Furthermore, to present the dependence of R _b and R _gb on x in xLi₂S-(100-x)LiI, the differences between R _b and R _gb on logarithmic scale are presented in Figure 4A. While the ionic conductivity of xLi₂S-(100-x)LiI undergoes the significant change with x from 10 to 90 (Figure 2), R _b does not undergo a distinct fluctuation, as well as the bulk phase conductivity σ _b. In contrast, R _gb and the grain boundary conductivity σ _gb show the significant changes and are in agreement with the trend of the ionic conductivity (Figure 4B). Also, the conductivity isotherms extracted from EIS can reflect the dependence of the grain boundary conductivity on x in xLi₂S-(100-x)LiI, which is consistent with the results of the Nyquist curves fitted with the equivalent circuit. As shown in Figure 5A, conductivity isotherms are plotted from the real part (σ′) of the complex ionic conductivity as a function of frequency. Typically, the frequency independent plateaus (marked by arrow) correspond to the ionic conductivities at the grain boundary of SSEs (Schweiger et al., 2022). As x increases, the plateau of σ′ gradually reaches a maximum of 8.50 × 10⁻⁶ S/cm at x = 70, then dropping to a minimum of 1.79 × 10⁻⁶ S/cm at x = 90. It is worth emphasizing that the feature of conductivity isotherms not only agrees with the analysis of the Nyquist curve, but also the values corresponding to the plateau of σ′ are very close to the grain boundary conductivity σ _gb in Figure 4B, which confirms the above analysis of ionic conductivity of amorphous xLi₂S-(100-x)LiI. In addition, the imaginary part (Z″) of the complex impedance as a function of frequency is plotted in Figure 5B, and the Z″ peak height is usually considered to be equal to half of the most resistive elements (here, i.e., the grain boundary resistance) in SSEs (Irvine et al., 1990).

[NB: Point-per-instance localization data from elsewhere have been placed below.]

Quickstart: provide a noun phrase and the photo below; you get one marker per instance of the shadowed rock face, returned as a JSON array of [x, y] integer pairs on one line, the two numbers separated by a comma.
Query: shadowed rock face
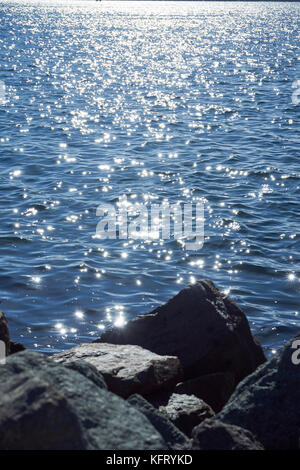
[[127, 369], [4, 332], [174, 438], [267, 402], [215, 435], [205, 329], [45, 405], [214, 389], [11, 347]]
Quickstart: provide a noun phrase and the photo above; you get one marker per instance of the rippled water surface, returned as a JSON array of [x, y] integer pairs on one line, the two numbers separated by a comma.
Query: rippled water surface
[[156, 101]]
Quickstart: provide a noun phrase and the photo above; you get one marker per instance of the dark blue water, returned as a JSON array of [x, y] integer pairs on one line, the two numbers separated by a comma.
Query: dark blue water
[[156, 101]]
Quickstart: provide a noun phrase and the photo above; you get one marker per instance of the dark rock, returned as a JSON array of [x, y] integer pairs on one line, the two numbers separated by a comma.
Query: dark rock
[[174, 438], [214, 389], [11, 347], [127, 369], [215, 435], [45, 405], [4, 332], [204, 328], [267, 402], [89, 371], [186, 411]]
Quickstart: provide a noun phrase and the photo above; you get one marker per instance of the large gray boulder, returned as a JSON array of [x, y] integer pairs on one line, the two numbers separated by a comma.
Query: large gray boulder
[[267, 402], [47, 406], [127, 369], [204, 328], [4, 333], [11, 347], [174, 438], [186, 411], [215, 435]]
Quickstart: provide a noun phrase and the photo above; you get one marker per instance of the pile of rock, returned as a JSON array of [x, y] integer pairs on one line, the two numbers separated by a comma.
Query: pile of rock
[[155, 384]]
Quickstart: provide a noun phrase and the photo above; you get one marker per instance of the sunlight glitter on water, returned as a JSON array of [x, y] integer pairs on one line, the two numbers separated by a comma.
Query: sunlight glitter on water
[[174, 102]]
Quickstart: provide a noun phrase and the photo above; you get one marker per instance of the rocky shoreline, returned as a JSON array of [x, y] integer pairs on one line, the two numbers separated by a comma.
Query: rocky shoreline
[[187, 376]]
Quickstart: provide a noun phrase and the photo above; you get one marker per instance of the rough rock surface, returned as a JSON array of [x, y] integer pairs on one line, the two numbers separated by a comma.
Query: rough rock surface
[[127, 369], [4, 332], [11, 347], [267, 402], [186, 411], [204, 328], [174, 438], [214, 389], [45, 405], [215, 435]]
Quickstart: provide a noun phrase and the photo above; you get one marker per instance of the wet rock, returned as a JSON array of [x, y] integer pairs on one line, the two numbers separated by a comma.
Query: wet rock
[[127, 369], [45, 405], [267, 402], [215, 435], [186, 411], [174, 438], [89, 371], [4, 332], [214, 389], [204, 328]]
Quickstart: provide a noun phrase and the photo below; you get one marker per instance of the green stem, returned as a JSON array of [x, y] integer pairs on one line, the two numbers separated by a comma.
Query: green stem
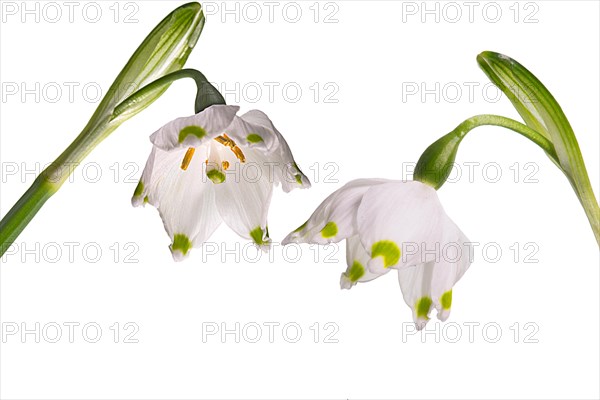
[[497, 120], [435, 164], [206, 94], [52, 178], [585, 193]]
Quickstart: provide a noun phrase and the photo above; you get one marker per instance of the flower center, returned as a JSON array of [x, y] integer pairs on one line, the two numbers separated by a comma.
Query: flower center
[[225, 141], [228, 142], [187, 159]]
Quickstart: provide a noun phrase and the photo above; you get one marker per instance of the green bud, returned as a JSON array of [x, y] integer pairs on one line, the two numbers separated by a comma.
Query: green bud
[[165, 50]]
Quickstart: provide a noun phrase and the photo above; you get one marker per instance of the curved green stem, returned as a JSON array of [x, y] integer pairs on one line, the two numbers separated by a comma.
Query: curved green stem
[[207, 95], [52, 178], [497, 120], [435, 164]]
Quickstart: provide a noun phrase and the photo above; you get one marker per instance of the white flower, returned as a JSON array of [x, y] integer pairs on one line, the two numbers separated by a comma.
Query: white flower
[[216, 166], [393, 225]]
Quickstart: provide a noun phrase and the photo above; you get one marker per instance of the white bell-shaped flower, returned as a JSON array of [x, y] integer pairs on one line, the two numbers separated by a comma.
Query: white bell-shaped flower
[[397, 225], [215, 166]]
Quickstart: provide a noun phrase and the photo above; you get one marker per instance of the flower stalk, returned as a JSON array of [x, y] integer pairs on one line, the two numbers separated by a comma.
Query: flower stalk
[[545, 124], [164, 51]]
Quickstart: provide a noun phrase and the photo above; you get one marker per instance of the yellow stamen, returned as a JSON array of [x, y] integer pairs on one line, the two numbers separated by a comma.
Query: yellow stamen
[[228, 142], [187, 158]]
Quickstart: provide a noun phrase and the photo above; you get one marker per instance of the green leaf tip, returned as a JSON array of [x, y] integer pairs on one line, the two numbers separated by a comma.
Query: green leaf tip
[[542, 113]]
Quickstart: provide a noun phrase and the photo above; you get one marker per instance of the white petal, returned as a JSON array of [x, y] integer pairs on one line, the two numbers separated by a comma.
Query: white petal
[[335, 218], [140, 195], [243, 198], [415, 282], [195, 130], [186, 204], [249, 134], [286, 170], [396, 216], [429, 285], [455, 259], [357, 259]]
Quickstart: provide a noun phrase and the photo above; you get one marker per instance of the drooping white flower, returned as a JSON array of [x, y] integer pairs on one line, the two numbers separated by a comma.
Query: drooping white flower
[[215, 166], [397, 225]]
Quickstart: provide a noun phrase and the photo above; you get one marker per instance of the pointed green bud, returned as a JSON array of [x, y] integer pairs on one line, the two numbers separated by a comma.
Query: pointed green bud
[[436, 162], [542, 113], [165, 50]]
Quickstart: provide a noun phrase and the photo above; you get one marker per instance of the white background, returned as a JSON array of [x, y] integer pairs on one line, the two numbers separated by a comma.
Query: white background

Consistently, the dependence of Z″ peak height on x can also corroborate the results of Nyquist curves fitted with the equivalent circuit.

Obviously, the above results indicate that the ionic conductivity change of amorphous xLi₂S-(100-x)LiI depends directly on the grain boundary conductivity σ _gb and is almost unaffected by the bulk phase conductivity σ _b. On the other hand, in combination with the PXRD data of xLi₂S-(100-x)LiI (Figure 1), it can be concluded that the increase in grain boundary conductivity σ _gb may depend on the enhanced amorphization of LiI as x increases from 10 to 70, while the decrease in grain boundary conductivity σ _gb may be mainly affected by the increase in Li₂S content as x increases from 70 to 90. In other words, there is a competitive relationship between the amorphization of LiI and the content of Li₂S in affecting the grain boundary conductivity of amorphous xLi₂S-(100-x)LiI.

In conclusion, the amorphous xLi₂S-(100-x)LiI (10 ≤ x ≤ 90) binary system was synthesized by mechanical ball-milling method. The PXRD analysis significantly demonstrated that the increase of Li₂S content can promote the amorphization of LiI, and the amorphous degree of Li₂S tend to remain constant as x increases in xLi₂S-(100-x)LiI (x ≥ 50). The EIS analysis revealed that the change in ionic conductivity of amorphous xLi₂S-(100-x)LiI depends on the grain boundary conductivity and is almost unaffected by the bulk phase conductivity. In addition, the competitive mechanism between the amorphization of LiI and the content of Li₂S in affecting the grain boundary conductivity was found. The findings of xLi₂S-(100-x)LiI binary system provide insights into the future design of new amorphous SSEs.